I Tested Privacy-Aware Routing with 4 AI Agents: What Actually Stayed Local

Shouvik Palit — Wed, 13 May 2026 02:40:52 +0000

Following up on my earlier Trooper experiments, I wanted to see if per-request privacy routing actually works in practice.

The test: 4 agents running simultaneously. Some handling public knowledge (OAuth security, Redis vs Memcached). Others handling sensitive data (API keys, customer PII).

The rule: Credentials and PII stay on my machine.

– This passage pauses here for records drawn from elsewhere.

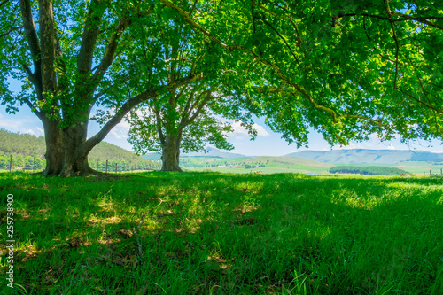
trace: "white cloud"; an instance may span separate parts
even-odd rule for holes
[[[247,137],[248,132],[245,129],[243,126],[241,126],[241,122],[239,121],[235,121],[232,124],[232,128],[234,131],[231,133],[230,136],[236,137],[236,138],[241,138],[241,137]],[[266,131],[263,126],[259,125],[257,123],[253,124],[253,128],[257,130],[257,136],[262,136],[266,137],[269,136],[269,133]]]

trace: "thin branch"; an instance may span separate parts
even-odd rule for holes
[[[94,146],[100,143],[105,136],[117,124],[119,124],[123,117],[128,114],[134,107],[148,101],[153,97],[159,97],[162,91],[169,89],[171,88],[178,88],[182,85],[190,84],[195,82],[196,81],[203,79],[203,74],[195,74],[192,76],[188,76],[185,78],[176,80],[173,84],[161,86],[156,89],[151,89],[144,91],[136,97],[128,99],[124,103],[121,107],[115,112],[115,114],[103,126],[100,131],[98,131],[95,136],[89,138],[83,144],[82,151],[83,153],[87,154]]]
[[[4,2],[0,3],[0,7],[2,7],[3,5],[4,5],[8,2],[9,2],[9,0],[4,0]]]
[[[35,24],[38,24],[39,23],[39,20],[35,21]],[[12,31],[16,31],[16,30],[19,30],[20,28],[24,28],[25,26],[19,26],[19,27],[11,27],[6,33],[4,34],[2,34],[0,35],[0,37],[4,37],[5,35],[10,35]]]
[[[400,91],[401,93],[407,95],[408,97],[411,97],[412,99],[414,99],[415,101],[416,101],[418,104],[423,105],[426,106],[429,109],[435,110],[432,105],[429,105],[428,104],[424,103],[420,98],[417,98],[417,97],[414,97],[413,95],[406,92],[405,90],[403,90],[403,89],[401,89],[400,88],[397,88],[397,89],[399,91]],[[438,110],[436,110],[436,111],[438,111]]]
[[[392,29],[392,37],[393,40],[395,41],[395,77],[393,79],[393,88],[397,88],[397,78],[399,75],[399,50],[400,50],[400,44],[399,44],[399,39],[397,39],[397,34],[395,33],[395,28],[393,26],[393,20],[392,20],[392,13],[391,12],[391,8],[389,7],[389,3],[387,0],[385,0],[385,4],[386,4],[386,13],[389,16],[389,22],[391,24],[391,28]]]
[[[342,118],[354,118],[354,119],[361,119],[361,120],[369,121],[369,122],[371,122],[377,126],[379,126],[379,127],[383,126],[380,122],[376,121],[370,118],[366,118],[366,117],[362,117],[362,116],[349,115],[349,114],[338,115],[336,111],[334,111],[333,109],[327,107],[327,106],[324,106],[324,105],[318,105],[315,102],[315,100],[312,97],[312,96],[309,93],[307,93],[307,90],[305,90],[301,86],[293,82],[288,77],[286,77],[286,75],[283,73],[282,69],[278,66],[274,65],[271,62],[264,59],[263,58],[259,56],[257,53],[255,53],[252,50],[250,50],[243,45],[228,45],[228,44],[226,44],[225,43],[222,42],[220,39],[218,39],[217,37],[213,35],[211,33],[209,33],[209,31],[207,29],[206,29],[204,27],[202,27],[202,26],[198,25],[198,23],[196,23],[195,21],[193,21],[192,19],[189,16],[189,14],[186,12],[184,12],[183,9],[181,9],[180,7],[175,5],[174,3],[171,3],[168,0],[159,0],[159,1],[165,6],[169,7],[169,8],[176,11],[184,19],[184,20],[186,22],[188,22],[190,26],[192,26],[194,27],[194,29],[200,31],[206,36],[207,36],[211,41],[213,41],[214,43],[223,47],[225,50],[227,50],[229,51],[233,51],[233,50],[237,50],[246,51],[247,53],[252,55],[254,58],[256,58],[258,61],[262,63],[264,66],[272,68],[276,72],[276,75],[284,82],[293,87],[298,92],[299,92],[312,105],[312,106],[314,108],[330,113],[330,116],[332,117],[332,120],[334,123],[338,123],[338,120]]]
[[[266,19],[261,19],[261,18],[257,18],[257,19],[260,19],[260,20],[261,20],[262,22],[264,22],[266,25],[268,25],[268,27],[269,27],[270,28],[272,28],[272,30],[274,32],[276,32],[276,34],[280,37],[280,39],[283,40],[283,42],[284,43],[284,44],[286,44],[286,47],[291,51],[291,54],[295,58],[295,61],[297,61],[297,64],[299,64],[299,66],[300,66],[299,58],[297,58],[297,57],[295,56],[294,52],[292,51],[292,49],[291,48],[291,46],[289,46],[288,43],[286,42],[286,39],[269,22],[268,22]]]
[[[123,17],[117,27],[115,27],[114,31],[111,35],[111,37],[109,38],[108,44],[106,46],[106,50],[105,51],[105,54],[103,56],[103,58],[100,62],[100,65],[98,66],[96,73],[94,73],[94,75],[92,76],[92,82],[95,82],[98,80],[100,80],[108,67],[111,66],[111,63],[113,62],[117,46],[119,44],[120,38],[121,37],[121,35],[123,32],[129,27],[130,20],[129,18],[128,17]]]
[[[35,23],[32,15],[31,3],[29,0],[20,0],[20,12],[23,20],[23,27],[25,28],[25,35],[27,41],[27,45],[29,46],[29,50],[31,51],[31,58],[34,63],[35,79],[38,80],[37,83],[40,84],[39,88],[42,89],[42,82],[40,81],[42,77],[40,59],[41,50],[37,32],[35,30]]]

Everything else can use Claude.

The Setup

Each agent gets a x_force_local flag:

Agent 1 - security-analyst (☁️ Claude)

Task: "What are the top 3 OAuth2 vulnerabilities?"  
Routing: Public knowledge, let Claude handle it

Agent 2 - credential-formatter (🔒 Qwen local)

Task: "Format as JSON: api_key=sk-prod-x7f9k2m, vault_url=https://vault.acme.io:8200"  
Routing: Contains credentials — must stay on machine

Agent 3 - architecture-advisor (☁️ Claude)

Task: "Redis or Memcached for session storage?"  
Routing: General best practices, use cloud

Agent 4 - compliance-reporter (🔒 Qwen local)

`Task: "Summarize: 47 tickets today. 3 had PII (Alice Johnson, Bob Chen, Maria Garcia)"  
Routing: Contains customer names — privacy violation if sent to cloud`

The Result

Every agent completed successfully:

Cloud agents: 3.8s and 2.4s (Claude handled complex reasoning)
Local agents: 2.4s and 1.2s (Qwen formatted data locally)

The critical part: API keys, vault URLs, and customer names never left my machine. Zero network calls to Anthropic for those two agents.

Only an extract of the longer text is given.